On 22.02.2021 08:38, Craig Ringer wrote:
On Thu, 11 Feb 2021, 21:09 Daniil Zakhlystov,
<usernam...@yandex-team.ru <mailto:usernam...@yandex-team.ru>> wrote::
3. Chunked compression allows to compress only well compressible
messages and save the CPU cycles by not compressing the others
4. Chunked compression introduces some traffic overhead compared
to the permanent (1.2810G vs 1.2761G TX data on pg_restore of IMDB
database dump, according to results in my previous message)
5. From the protocol point of view, chunked compression seems a
little bit more flexible:
- we can inject some uncompressed messages at any time without
the need to decompress/compress the compressed data
- we can potentially switch the compression algorithm at any time
(but I think that this might be over-engineering)

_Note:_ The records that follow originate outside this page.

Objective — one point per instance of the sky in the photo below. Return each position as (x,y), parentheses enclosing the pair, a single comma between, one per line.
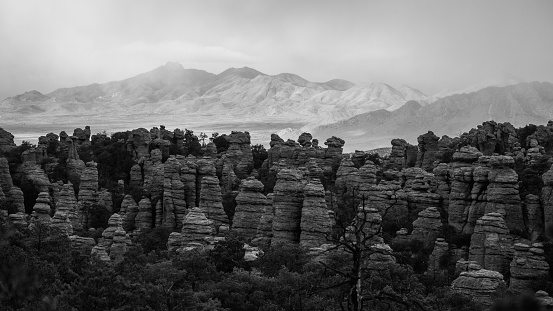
(429,45)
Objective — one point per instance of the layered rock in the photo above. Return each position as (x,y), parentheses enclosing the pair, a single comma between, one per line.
(288,202)
(315,221)
(88,190)
(6,140)
(251,204)
(265,227)
(18,201)
(480,285)
(144,219)
(502,195)
(5,178)
(528,265)
(128,211)
(427,226)
(428,151)
(195,228)
(211,201)
(491,243)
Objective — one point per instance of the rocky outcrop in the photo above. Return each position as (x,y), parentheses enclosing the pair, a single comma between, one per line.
(251,204)
(18,201)
(5,178)
(427,226)
(41,210)
(211,201)
(174,204)
(195,228)
(502,194)
(491,243)
(88,189)
(436,262)
(265,226)
(153,175)
(144,219)
(288,202)
(315,220)
(528,265)
(428,151)
(6,140)
(128,211)
(480,285)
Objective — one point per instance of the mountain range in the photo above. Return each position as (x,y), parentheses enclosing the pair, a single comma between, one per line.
(364,114)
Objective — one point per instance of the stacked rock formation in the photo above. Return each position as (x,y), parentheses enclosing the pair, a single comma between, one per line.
(88,190)
(491,243)
(153,174)
(211,201)
(251,204)
(6,140)
(528,265)
(315,220)
(128,211)
(461,174)
(547,196)
(188,178)
(428,151)
(195,228)
(174,204)
(435,261)
(16,196)
(68,204)
(41,210)
(265,227)
(144,218)
(427,226)
(480,285)
(503,196)
(288,202)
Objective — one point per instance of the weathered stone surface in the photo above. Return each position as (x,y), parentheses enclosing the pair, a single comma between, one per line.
(128,211)
(315,221)
(16,195)
(211,201)
(427,226)
(41,210)
(534,226)
(174,204)
(99,251)
(114,222)
(153,174)
(174,242)
(479,285)
(82,243)
(144,219)
(428,151)
(88,190)
(5,178)
(528,265)
(288,201)
(139,142)
(491,243)
(251,204)
(502,194)
(6,140)
(265,226)
(119,245)
(435,261)
(195,228)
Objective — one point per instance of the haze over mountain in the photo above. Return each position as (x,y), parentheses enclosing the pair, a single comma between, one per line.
(518,104)
(366,115)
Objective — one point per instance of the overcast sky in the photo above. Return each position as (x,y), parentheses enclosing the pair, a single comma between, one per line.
(430,45)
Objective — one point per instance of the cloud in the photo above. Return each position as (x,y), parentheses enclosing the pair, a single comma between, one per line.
(182,52)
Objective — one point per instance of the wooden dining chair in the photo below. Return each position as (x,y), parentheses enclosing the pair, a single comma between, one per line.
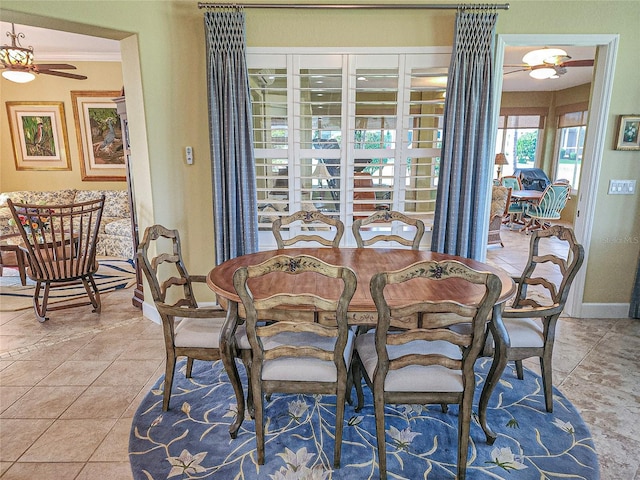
(311,220)
(395,219)
(292,355)
(555,257)
(549,208)
(189,330)
(514,210)
(430,364)
(60,243)
(500,198)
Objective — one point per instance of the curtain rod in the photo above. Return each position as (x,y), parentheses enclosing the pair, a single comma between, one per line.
(377,6)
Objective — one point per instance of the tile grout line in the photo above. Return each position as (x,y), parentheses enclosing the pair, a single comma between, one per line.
(48,343)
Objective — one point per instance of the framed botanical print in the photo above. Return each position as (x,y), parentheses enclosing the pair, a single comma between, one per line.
(628,133)
(39,135)
(102,157)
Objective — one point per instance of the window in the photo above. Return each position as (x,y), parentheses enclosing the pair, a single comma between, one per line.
(346,134)
(572,126)
(519,131)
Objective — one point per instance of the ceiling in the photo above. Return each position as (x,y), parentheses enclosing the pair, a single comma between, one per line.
(53,45)
(521,81)
(56,46)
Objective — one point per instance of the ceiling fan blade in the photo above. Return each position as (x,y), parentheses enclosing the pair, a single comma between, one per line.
(63,74)
(57,66)
(516,71)
(577,63)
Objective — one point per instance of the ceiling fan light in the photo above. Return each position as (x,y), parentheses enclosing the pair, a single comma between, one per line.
(542,73)
(544,55)
(18,76)
(16,56)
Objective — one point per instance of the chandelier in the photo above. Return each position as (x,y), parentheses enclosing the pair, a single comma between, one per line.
(16,59)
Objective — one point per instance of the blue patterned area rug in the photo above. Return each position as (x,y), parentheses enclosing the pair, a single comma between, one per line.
(191,440)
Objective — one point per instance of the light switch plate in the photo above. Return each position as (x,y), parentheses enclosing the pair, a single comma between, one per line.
(622,187)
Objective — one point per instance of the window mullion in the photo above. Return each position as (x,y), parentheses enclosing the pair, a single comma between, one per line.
(293,96)
(401,154)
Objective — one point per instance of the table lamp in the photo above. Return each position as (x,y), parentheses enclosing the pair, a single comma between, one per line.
(500,160)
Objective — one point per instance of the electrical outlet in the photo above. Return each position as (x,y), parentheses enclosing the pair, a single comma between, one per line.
(622,187)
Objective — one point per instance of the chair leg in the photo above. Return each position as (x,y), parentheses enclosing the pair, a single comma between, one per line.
(547,381)
(41,308)
(92,292)
(378,406)
(356,373)
(189,367)
(464,426)
(337,448)
(246,357)
(168,380)
(259,414)
(519,369)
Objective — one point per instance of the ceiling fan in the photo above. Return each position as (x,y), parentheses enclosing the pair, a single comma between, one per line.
(548,63)
(17,62)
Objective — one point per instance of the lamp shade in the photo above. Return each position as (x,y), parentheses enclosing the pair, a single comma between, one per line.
(501,159)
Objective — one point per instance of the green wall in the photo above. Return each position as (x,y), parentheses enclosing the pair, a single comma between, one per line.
(169,107)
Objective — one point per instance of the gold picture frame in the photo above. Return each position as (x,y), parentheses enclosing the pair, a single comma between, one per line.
(99,134)
(628,137)
(39,135)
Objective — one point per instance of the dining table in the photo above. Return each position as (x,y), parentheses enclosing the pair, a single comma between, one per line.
(365,262)
(531,196)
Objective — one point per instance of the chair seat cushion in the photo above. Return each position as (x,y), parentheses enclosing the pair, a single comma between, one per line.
(414,378)
(524,332)
(205,333)
(304,368)
(198,332)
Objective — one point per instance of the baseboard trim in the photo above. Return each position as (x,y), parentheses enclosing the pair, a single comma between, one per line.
(605,310)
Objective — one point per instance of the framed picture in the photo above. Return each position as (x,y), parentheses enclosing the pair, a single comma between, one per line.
(98,129)
(39,135)
(628,133)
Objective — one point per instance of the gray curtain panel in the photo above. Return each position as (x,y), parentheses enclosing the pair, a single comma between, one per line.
(235,214)
(467,148)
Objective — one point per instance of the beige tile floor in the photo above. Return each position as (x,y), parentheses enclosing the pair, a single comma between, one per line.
(69,387)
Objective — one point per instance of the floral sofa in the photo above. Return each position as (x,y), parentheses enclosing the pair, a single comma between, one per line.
(114,238)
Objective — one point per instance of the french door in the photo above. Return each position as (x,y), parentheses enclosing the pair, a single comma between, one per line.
(347,134)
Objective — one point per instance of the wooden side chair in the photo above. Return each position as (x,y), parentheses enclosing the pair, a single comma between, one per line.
(430,364)
(393,217)
(555,257)
(514,210)
(500,198)
(60,243)
(292,355)
(309,218)
(549,208)
(189,330)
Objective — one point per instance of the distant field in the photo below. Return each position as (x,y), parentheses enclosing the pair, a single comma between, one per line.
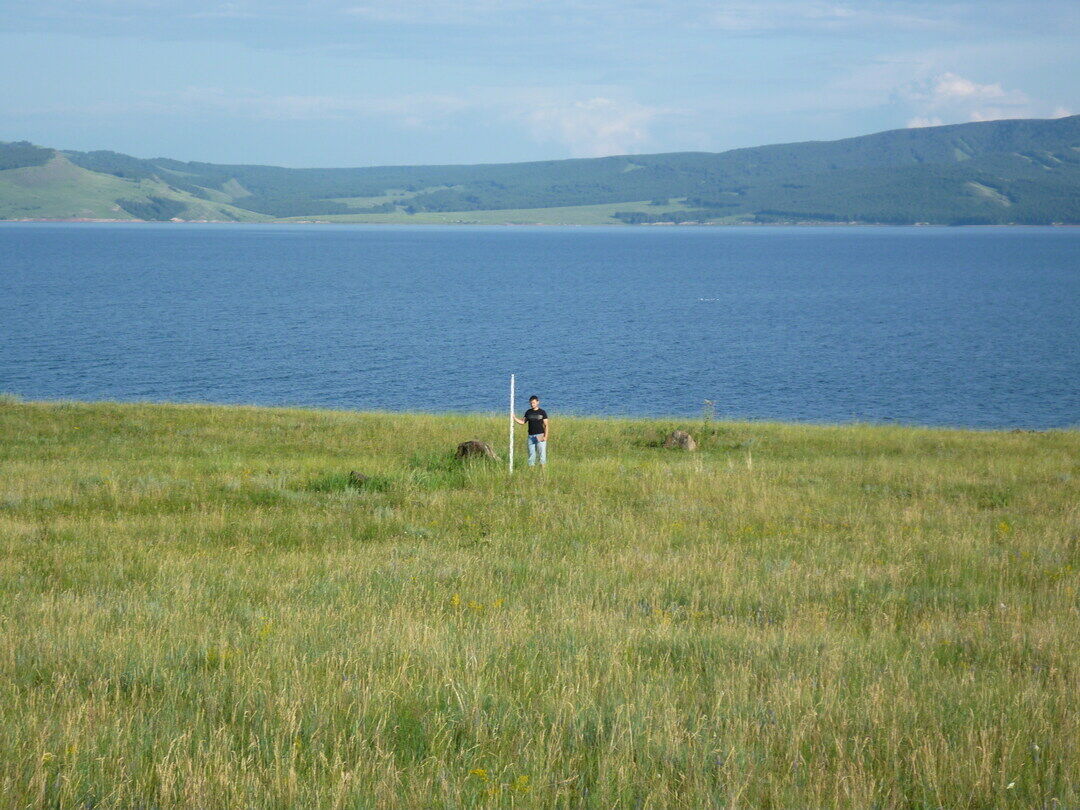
(198,610)
(566,215)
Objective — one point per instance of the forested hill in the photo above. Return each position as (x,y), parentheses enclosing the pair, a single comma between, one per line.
(995,172)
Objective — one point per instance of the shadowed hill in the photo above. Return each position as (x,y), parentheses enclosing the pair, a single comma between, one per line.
(995,172)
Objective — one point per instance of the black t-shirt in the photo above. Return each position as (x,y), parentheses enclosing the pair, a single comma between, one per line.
(535,419)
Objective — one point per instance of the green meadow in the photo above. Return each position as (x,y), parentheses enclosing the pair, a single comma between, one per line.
(199,609)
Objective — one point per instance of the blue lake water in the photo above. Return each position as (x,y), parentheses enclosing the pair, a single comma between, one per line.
(976,327)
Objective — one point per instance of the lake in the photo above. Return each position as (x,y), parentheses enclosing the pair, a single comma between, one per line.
(957,326)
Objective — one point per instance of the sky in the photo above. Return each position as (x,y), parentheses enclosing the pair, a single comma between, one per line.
(379,82)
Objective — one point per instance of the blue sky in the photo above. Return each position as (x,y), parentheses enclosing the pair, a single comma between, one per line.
(363,82)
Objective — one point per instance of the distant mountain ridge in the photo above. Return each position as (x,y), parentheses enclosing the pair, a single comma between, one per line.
(993,172)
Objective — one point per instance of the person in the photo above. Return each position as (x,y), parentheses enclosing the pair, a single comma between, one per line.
(537,419)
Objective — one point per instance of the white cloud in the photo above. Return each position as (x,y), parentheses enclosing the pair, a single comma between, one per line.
(817,15)
(949,97)
(594,127)
(923,121)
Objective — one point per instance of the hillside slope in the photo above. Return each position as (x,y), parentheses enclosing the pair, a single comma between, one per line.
(994,172)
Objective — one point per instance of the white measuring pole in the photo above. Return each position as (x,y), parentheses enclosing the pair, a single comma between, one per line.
(511,455)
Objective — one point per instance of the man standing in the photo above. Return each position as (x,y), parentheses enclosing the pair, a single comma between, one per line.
(537,419)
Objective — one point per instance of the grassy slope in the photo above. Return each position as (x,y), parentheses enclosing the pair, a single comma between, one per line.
(990,172)
(61,190)
(197,611)
(567,215)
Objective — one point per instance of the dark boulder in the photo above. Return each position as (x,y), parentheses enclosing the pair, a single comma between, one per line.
(680,440)
(475,449)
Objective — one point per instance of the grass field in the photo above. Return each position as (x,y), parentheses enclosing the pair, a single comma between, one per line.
(197,610)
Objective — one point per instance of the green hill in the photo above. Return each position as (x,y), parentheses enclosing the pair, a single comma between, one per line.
(200,609)
(994,172)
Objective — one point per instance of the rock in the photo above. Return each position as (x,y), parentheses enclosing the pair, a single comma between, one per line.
(476,449)
(680,440)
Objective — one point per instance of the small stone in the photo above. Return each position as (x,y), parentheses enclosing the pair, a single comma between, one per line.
(475,449)
(680,440)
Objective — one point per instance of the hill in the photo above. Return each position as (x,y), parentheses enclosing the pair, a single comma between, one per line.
(200,610)
(993,172)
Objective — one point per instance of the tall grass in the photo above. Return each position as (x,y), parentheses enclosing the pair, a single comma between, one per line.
(198,608)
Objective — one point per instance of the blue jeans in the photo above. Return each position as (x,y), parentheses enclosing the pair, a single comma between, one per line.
(538,447)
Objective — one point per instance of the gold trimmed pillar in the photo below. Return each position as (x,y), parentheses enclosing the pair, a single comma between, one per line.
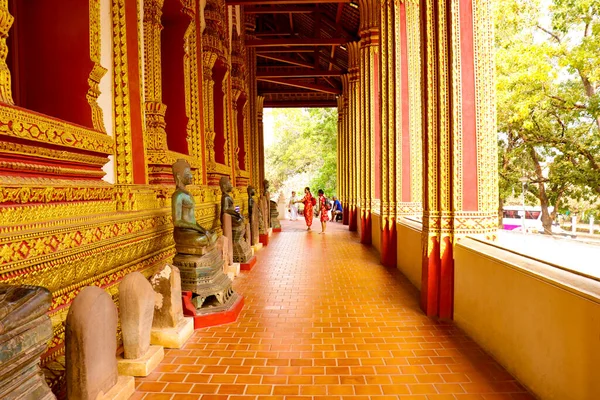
(459,139)
(369,53)
(6,21)
(260,101)
(388,114)
(354,133)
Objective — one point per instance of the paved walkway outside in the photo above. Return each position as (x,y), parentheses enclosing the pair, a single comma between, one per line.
(324,320)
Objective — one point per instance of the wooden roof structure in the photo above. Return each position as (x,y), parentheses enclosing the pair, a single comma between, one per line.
(300,49)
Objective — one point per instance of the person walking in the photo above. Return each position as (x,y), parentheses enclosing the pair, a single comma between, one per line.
(309,202)
(337,211)
(324,206)
(293,208)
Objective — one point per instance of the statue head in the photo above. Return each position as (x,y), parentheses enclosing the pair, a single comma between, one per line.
(225,184)
(182,173)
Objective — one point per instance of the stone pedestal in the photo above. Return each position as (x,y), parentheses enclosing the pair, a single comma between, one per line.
(175,337)
(169,328)
(204,277)
(91,345)
(122,390)
(137,299)
(141,366)
(256,247)
(25,330)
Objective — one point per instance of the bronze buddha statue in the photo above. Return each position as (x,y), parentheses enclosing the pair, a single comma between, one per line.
(190,237)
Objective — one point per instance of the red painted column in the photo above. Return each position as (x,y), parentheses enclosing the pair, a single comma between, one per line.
(459,146)
(138,153)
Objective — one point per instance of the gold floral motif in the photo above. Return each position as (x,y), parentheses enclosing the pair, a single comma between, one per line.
(98,71)
(42,152)
(41,215)
(22,249)
(22,124)
(6,21)
(122,111)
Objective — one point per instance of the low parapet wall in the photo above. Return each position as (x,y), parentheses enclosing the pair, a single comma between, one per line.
(540,322)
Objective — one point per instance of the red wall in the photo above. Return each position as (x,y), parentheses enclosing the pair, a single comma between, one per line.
(50,60)
(219,71)
(240,121)
(173,82)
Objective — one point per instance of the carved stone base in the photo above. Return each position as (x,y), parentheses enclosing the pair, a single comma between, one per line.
(141,366)
(257,247)
(173,338)
(123,390)
(21,348)
(204,277)
(218,316)
(248,265)
(241,250)
(233,270)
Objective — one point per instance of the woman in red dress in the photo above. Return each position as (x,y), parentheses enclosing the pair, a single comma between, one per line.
(309,201)
(322,210)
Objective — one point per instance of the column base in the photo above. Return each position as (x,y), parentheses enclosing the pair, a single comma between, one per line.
(233,270)
(173,338)
(257,247)
(249,265)
(264,239)
(212,319)
(142,366)
(123,389)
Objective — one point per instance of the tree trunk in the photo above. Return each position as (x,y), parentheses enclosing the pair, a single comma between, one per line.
(543,197)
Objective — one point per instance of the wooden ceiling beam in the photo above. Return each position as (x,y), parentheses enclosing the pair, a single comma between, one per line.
(285,59)
(279,10)
(286,90)
(300,104)
(279,2)
(295,42)
(270,50)
(295,73)
(302,85)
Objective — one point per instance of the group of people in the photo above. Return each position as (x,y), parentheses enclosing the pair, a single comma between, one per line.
(322,204)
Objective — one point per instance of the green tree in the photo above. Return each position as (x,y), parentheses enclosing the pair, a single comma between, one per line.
(548,81)
(304,150)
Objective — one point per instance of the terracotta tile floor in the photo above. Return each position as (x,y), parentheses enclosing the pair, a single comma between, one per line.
(324,320)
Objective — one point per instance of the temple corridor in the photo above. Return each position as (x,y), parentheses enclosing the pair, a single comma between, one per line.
(322,318)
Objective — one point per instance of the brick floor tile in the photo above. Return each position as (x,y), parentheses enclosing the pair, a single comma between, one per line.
(324,322)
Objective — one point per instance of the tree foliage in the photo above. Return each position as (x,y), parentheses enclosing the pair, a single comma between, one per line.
(548,77)
(304,150)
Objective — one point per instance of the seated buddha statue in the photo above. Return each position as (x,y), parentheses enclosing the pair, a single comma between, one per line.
(190,237)
(227,206)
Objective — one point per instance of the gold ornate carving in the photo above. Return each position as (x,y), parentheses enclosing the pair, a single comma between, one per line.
(22,124)
(6,21)
(98,71)
(122,111)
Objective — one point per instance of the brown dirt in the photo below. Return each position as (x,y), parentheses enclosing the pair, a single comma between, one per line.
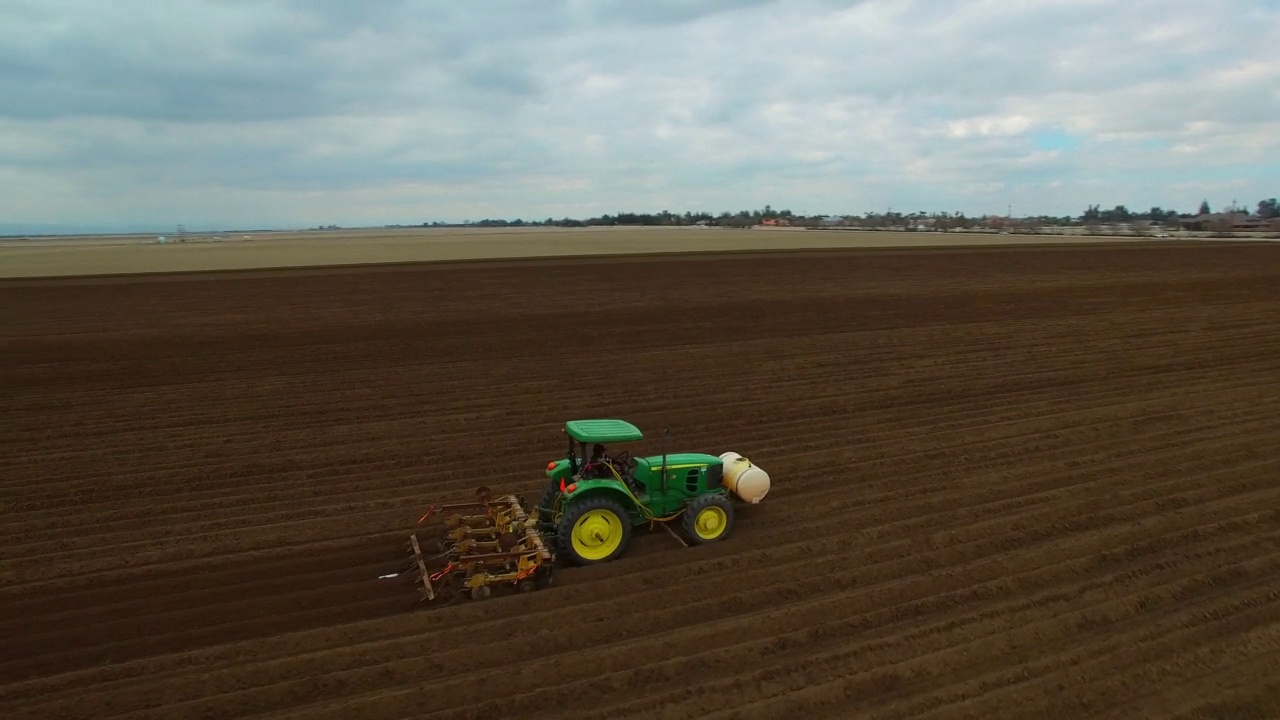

Chunked compression also potentially makes it easier to handle non
blocking sockets, because you aren't worrying about yet another layer
of buffering within the compression stream. This is a real pain with
SSL, for example.
It simplifies protocol analysis.
It permits compression to be decided on the fly, heuristically, based
on message size and potential compressibility.
It could relatively easily be extended to compress a group of pending
small messages, e.g. by PQflush. That'd help mitigate the downsides
with small messages.
So while stream compression offers better compression ratios, I'm
inclined to suspect we'll want message level compression.
From my point of view there are several use cases where protocol
compression can be useful for:
1. Replication
2. Backup/dump
3. Bulk load (COPY)
4. Queries returning large objects (json, blobs,...)
All this cases are controlled by user or DBA, so them can make decision
whether to use compression or not.
Switching compression on the fly, use different algorithms in different
directions is not needed.
Yes, in all this scenarios data is mostly transferred in one direction.
So compression of small messages going in opposite direction is not
strictly needed.
But benchmarks shows that is has almost no influence on performance and
CPU usage.
So I suggest not to complicate protocol and implementation and implement
functionality which is present in most of other DBMSes.
There is no sense to try compression on workloads like pgbench and make
some conclusions based on it. From my point of view it is obvious misuse.
Compressing of each message idividually or chunked compression
significantly decrease compression ratio because typical size of message
is not large enough
and resetting compression state after processing each message (clearing
compression dictionary) adds too large overhead.